Si on rêvait d’un Maroc meilleur en 2017
par Jalil Bennani, psychiatre et psychanalyste
Les vœux sont comme les rêves. Ils portent nos espoirs, traduisent nos désirs et nos souhaits. Et puisqu’il faut bien sacrifier aux vœux de nouvel an, rêvons un peu…
Nombre de nos concitoyens, vivent une sorte de « schizophrénie », dit-on à souhait. Bannissons d’emblée ce mot car il convient de ne pas pathologiser la société. Les Marocains ont une identité plurielle. Attachés aux traditions ? Oui, mais cette tradition est profondément remaniée par tout ce qui relève d’une modernité majoritairement venue de l’Occident. Même lorsque cet apport est dénié, pour trouver refuge dans une tradition plus forte que celle des générations des parents et grands-parents, ce déni signe un moyen de défense contre l’ouverture à l’inconnu. Rêvons que les citoyens assument résolument une pluralité non seulement identitaire mais multiculturelle.
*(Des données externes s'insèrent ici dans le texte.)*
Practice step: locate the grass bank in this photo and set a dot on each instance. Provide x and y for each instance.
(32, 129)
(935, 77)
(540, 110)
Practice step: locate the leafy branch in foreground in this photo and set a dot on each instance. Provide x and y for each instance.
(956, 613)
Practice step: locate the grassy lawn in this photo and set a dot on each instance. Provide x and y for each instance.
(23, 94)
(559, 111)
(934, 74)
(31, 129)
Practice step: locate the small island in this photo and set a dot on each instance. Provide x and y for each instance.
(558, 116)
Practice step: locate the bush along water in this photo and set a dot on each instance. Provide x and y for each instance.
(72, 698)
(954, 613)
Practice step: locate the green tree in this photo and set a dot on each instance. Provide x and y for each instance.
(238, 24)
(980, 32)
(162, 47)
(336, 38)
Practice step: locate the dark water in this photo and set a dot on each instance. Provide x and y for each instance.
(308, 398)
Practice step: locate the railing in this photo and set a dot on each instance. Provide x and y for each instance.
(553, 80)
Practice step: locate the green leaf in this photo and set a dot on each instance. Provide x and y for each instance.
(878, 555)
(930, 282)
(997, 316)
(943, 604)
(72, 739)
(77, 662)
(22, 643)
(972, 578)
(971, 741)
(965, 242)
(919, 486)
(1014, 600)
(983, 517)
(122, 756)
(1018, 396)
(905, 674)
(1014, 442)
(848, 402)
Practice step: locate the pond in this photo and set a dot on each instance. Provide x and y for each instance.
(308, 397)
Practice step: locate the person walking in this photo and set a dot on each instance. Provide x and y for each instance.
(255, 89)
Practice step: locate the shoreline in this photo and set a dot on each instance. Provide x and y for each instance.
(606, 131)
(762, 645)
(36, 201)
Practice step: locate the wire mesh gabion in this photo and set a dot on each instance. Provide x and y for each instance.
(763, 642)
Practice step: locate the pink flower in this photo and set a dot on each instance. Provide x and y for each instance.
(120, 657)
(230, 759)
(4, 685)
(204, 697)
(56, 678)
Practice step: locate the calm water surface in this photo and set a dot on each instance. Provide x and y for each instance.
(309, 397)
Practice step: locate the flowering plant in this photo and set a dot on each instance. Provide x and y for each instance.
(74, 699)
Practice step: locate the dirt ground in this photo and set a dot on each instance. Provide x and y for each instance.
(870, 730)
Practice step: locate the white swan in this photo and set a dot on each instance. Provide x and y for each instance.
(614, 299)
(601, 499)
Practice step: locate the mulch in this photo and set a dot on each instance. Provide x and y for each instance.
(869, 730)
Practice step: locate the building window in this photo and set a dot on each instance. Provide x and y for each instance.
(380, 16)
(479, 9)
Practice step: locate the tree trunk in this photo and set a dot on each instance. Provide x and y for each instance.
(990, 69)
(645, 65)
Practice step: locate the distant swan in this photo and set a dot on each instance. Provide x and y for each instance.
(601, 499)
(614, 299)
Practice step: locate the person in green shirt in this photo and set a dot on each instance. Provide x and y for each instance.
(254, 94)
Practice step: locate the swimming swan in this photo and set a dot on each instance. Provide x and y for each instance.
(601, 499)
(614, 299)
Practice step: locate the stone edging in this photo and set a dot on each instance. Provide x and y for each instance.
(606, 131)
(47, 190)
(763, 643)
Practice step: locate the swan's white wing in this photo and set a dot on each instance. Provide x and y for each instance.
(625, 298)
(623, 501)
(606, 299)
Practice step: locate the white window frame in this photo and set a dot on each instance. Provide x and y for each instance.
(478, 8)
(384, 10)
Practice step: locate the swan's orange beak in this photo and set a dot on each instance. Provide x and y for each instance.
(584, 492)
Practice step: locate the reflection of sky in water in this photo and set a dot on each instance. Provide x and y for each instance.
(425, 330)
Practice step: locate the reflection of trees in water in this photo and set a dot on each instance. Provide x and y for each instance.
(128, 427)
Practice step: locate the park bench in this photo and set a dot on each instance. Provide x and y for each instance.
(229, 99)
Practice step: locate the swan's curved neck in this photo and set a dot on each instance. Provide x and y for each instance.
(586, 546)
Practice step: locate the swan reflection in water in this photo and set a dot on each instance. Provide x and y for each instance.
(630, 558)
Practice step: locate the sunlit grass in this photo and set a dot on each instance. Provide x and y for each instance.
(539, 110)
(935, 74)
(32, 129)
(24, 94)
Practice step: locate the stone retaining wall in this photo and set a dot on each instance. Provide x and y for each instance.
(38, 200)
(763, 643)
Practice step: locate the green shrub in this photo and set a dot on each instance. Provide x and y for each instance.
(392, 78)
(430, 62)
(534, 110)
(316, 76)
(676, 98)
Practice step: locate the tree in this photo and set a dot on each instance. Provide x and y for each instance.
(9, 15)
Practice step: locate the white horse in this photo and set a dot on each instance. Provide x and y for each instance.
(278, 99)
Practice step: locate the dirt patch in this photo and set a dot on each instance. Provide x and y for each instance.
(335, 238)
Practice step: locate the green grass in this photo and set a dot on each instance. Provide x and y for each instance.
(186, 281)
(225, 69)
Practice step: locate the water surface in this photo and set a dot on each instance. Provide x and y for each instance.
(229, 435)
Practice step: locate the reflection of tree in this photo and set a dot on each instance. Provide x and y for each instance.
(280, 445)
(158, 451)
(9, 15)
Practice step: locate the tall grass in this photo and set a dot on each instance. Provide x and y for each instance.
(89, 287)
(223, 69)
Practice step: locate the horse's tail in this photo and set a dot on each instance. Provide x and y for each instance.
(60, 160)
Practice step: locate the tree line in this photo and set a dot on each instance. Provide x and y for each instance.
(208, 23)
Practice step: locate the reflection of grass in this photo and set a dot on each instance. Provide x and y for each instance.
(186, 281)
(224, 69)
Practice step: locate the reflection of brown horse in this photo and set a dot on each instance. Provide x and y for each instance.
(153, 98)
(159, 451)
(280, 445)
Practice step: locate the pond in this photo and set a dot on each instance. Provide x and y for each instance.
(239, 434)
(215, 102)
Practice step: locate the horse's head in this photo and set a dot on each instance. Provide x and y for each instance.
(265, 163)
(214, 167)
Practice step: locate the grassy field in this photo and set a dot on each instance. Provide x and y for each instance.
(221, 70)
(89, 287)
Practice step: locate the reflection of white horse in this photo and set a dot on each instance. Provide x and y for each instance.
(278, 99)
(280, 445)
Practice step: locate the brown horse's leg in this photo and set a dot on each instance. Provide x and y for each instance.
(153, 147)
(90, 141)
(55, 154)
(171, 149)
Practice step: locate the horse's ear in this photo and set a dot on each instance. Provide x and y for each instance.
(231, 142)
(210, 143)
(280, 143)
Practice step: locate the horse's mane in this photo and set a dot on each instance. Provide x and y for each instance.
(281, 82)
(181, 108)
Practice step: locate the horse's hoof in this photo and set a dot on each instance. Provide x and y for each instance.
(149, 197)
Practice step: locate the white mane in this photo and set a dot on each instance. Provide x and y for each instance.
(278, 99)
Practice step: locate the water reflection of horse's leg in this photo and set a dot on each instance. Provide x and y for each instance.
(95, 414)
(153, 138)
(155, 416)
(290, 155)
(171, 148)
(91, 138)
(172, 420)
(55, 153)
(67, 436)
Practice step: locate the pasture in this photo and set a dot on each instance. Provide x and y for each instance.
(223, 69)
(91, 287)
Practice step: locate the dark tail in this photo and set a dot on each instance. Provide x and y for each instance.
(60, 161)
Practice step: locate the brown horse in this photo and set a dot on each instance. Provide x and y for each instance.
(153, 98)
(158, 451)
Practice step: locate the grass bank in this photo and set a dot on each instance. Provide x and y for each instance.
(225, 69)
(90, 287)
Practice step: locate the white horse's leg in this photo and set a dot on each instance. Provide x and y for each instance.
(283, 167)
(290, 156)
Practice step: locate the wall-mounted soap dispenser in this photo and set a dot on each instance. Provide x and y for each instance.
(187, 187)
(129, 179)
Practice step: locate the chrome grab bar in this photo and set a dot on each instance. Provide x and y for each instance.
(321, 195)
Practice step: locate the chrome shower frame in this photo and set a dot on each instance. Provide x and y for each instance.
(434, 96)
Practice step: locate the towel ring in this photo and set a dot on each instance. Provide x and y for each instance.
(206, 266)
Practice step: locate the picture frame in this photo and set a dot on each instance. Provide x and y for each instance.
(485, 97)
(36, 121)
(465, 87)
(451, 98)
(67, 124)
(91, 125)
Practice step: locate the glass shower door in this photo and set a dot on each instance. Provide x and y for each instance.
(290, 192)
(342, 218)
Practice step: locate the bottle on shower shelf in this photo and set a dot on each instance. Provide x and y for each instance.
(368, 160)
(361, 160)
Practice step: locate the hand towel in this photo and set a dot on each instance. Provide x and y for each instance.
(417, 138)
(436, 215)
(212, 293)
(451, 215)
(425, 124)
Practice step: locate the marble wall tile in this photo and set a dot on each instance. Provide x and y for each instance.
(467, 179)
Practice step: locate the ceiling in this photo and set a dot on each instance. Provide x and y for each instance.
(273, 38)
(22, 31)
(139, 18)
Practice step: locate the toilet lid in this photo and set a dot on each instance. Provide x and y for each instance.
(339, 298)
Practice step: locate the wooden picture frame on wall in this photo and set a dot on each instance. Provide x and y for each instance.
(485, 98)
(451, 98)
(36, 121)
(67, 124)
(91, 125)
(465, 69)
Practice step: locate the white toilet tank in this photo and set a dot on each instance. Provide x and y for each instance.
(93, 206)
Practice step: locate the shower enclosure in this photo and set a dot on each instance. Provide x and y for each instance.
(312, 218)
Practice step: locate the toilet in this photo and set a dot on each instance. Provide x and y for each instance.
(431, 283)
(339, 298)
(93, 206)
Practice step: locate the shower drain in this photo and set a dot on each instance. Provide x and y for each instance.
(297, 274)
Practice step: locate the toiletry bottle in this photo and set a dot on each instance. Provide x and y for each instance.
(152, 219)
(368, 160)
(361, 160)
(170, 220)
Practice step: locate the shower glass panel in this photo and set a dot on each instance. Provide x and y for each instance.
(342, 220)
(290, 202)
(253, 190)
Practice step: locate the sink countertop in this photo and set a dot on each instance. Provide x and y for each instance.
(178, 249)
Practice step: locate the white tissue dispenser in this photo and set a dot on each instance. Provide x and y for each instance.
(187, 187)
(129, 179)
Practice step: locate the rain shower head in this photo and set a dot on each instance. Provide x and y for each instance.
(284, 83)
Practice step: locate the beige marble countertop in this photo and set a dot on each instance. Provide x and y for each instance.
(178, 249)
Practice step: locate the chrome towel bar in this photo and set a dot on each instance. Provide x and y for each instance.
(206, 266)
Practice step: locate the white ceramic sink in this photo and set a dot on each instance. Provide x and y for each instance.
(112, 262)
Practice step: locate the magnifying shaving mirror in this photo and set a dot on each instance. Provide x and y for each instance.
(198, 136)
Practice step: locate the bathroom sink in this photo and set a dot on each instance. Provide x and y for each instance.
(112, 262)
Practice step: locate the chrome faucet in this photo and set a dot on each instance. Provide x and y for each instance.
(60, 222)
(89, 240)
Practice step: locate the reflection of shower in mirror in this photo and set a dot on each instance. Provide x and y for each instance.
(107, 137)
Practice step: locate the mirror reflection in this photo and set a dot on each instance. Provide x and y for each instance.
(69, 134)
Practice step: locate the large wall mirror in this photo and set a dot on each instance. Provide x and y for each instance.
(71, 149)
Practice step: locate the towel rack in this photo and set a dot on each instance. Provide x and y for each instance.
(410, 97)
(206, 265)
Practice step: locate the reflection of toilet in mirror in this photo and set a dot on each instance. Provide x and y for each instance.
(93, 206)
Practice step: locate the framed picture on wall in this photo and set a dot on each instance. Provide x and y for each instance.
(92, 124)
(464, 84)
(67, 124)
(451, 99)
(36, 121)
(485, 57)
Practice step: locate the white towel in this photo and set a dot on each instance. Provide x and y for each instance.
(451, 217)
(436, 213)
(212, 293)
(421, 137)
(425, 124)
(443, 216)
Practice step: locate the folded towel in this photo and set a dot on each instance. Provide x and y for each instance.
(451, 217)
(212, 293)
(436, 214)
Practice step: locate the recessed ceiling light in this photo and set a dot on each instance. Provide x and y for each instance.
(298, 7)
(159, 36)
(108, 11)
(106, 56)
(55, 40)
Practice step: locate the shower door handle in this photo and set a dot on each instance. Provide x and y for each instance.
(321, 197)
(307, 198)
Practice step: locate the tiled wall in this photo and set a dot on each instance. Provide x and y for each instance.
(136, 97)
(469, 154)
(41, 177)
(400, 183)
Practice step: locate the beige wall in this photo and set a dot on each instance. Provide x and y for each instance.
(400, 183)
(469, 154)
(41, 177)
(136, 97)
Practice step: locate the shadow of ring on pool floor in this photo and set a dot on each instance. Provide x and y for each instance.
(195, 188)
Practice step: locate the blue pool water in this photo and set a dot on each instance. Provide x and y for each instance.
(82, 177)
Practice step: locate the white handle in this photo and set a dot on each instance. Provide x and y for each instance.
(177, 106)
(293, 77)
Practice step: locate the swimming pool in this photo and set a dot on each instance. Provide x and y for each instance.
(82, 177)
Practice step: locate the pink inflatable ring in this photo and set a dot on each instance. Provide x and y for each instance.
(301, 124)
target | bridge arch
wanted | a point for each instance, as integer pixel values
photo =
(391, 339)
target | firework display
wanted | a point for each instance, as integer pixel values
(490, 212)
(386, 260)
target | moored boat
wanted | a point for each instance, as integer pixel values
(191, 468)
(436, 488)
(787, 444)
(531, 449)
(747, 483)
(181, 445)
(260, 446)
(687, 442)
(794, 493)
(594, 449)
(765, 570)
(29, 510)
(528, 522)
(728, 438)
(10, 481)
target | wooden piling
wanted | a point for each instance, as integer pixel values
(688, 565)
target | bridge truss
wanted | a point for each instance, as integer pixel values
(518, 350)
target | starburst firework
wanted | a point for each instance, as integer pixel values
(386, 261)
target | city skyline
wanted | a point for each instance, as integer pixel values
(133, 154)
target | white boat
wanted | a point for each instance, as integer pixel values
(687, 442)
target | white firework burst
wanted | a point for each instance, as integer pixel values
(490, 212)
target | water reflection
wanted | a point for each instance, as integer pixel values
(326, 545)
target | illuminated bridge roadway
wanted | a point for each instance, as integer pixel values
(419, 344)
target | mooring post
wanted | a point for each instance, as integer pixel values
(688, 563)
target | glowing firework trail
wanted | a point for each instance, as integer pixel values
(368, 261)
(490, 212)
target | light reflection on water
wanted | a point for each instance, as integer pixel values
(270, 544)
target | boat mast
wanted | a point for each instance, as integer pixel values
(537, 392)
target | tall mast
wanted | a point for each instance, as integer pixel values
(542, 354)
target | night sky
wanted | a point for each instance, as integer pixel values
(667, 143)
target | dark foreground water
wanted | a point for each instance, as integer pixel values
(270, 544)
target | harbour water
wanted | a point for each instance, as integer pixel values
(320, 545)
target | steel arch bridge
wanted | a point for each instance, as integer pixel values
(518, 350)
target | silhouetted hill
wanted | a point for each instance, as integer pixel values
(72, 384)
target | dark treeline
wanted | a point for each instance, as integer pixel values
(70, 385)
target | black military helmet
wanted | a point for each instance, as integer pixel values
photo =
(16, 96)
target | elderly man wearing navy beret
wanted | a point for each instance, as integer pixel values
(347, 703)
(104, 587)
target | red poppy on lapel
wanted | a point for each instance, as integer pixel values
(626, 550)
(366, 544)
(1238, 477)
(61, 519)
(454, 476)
Le Maroc est devenu un exemple dans toute la région MENA pour sa politique d’accueil des migrants et des réfugiés. L’ouverture à ceux qui ont fui la misère économique, les persécutions et les guerres est une attitude hautement humaine qui nous interpelle sur notre rôle dans le monde, nous questionne sur notre aptitude à renouveler notre hospitalité, nous remet en question dans notre rapport à l’autre, différent. Reste que la lutte contre les stéréotypes et les préjugés ne fait que commencer. En accueillant l’étranger, on accueille sa nationalité, sa culture, sa langue, sa religion, ses compétences. Rêvons que nos citoyens prennent conscience du fait que les migrants constituent une richesse et non une charge.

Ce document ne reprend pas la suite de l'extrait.